As shown in the figure above, the average temperature at the month of January 2022 is in between 22 Fahrenheit to 33 Fahrenheit. This freezing temperature is not suitable for outdoor activity. So, the only users that are using this service at this month would be annual members for the purpose of travelling to work or study. This results in the low number of casual members because of the low temperature. In between June and September, the average temperature is suitable for outdoor activity which attracts tourists to come which is shown by the increase of casual members in number starting from May 2022.
1.Increase the cost per minute for the single-ride pass by $0.02
The reason for this approach is to make the users think that applying the annual membership is a better decision. Even if they think otherwise, the increased price of the single-ride pass is still profitable to the company. By taking the average duration for a casual rider in the analysis section, the profit will increase from $5 to $5.5.
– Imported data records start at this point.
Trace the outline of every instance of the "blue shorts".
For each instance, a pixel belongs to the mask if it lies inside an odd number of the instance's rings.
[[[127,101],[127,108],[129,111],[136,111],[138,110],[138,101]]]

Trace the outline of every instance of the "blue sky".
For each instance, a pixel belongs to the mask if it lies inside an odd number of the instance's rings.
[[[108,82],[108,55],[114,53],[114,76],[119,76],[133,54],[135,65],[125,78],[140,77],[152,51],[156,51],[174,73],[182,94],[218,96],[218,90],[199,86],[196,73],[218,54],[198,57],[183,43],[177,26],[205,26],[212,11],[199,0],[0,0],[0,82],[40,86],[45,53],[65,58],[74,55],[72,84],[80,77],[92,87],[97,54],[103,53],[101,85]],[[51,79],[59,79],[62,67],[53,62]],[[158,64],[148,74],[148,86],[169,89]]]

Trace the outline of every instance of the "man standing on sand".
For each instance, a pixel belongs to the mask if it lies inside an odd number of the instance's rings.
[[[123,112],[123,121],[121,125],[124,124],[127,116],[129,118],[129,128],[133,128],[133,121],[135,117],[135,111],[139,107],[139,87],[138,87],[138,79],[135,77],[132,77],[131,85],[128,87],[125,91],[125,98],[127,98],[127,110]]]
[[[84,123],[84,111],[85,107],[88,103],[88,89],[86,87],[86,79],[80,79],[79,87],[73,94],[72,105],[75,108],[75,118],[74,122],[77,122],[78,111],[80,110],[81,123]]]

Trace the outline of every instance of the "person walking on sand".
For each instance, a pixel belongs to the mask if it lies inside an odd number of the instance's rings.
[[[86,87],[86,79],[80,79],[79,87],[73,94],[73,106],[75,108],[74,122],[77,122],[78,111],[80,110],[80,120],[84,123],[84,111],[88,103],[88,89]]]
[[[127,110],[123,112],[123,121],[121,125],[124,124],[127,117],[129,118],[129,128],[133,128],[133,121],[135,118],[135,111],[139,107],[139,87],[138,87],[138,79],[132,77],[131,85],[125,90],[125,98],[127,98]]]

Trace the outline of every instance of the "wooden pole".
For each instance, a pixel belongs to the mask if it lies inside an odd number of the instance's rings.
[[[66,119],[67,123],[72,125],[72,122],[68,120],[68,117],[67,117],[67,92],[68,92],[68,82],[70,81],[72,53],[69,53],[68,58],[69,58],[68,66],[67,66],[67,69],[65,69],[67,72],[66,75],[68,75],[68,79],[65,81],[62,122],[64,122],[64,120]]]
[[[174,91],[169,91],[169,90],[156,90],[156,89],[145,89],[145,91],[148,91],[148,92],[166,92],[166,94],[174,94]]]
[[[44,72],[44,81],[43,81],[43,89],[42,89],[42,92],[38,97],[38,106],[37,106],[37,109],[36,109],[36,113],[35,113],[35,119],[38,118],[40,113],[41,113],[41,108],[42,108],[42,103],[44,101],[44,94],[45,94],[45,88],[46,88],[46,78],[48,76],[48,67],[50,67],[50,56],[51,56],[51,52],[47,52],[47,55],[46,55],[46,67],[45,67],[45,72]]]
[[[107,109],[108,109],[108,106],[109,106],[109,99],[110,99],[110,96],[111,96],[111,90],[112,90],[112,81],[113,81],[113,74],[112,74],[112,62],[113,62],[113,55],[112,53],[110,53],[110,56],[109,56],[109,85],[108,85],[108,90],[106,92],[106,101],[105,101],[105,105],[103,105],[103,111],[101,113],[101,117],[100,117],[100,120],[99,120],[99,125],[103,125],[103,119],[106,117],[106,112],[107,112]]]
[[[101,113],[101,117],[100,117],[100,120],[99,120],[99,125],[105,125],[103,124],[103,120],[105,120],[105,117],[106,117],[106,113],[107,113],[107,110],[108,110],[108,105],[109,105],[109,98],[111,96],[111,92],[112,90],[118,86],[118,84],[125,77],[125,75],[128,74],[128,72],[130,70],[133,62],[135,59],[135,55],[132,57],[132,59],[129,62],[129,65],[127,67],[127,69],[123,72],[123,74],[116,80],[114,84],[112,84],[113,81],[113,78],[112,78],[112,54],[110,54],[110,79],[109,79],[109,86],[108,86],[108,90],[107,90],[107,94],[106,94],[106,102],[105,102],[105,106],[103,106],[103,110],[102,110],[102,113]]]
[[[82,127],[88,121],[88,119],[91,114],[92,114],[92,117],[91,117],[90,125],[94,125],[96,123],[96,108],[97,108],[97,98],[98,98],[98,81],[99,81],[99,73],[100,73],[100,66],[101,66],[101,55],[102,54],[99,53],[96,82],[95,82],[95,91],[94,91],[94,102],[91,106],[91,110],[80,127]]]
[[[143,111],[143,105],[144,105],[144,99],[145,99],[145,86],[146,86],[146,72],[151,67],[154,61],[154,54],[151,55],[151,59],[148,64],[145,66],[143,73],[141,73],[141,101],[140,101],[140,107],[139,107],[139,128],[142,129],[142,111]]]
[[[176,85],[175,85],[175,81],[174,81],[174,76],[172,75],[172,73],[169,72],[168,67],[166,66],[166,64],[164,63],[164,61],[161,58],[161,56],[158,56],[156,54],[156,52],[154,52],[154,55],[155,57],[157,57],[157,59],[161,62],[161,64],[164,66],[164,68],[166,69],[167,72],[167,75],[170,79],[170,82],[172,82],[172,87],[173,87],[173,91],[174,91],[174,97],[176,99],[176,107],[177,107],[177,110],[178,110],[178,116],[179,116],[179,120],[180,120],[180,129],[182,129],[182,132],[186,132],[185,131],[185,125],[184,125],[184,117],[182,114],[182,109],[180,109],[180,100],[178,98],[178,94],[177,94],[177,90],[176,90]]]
2.Improve the advertisement for E-bike service
The price for the E-bike service for annual member is the same as renting a casual bike as a casual member which is $1 + $0.16 / minute. They would consider to be a good deal when the comparison is made clear to them.
3.Consider helmet renting service
A helmet is a must to ride a bike for safety reason but it is not convenient to carry around a helmet when not riding a bike. With this service, people would feel more accessible to use this bike renting service especially when there is an emergency. It would be a plus if there is a small discount when the helmet is returned to the stations to prevent any loss helmet. An easier way to prevent helmet went lost is to pair each bike with their own helmets to track records.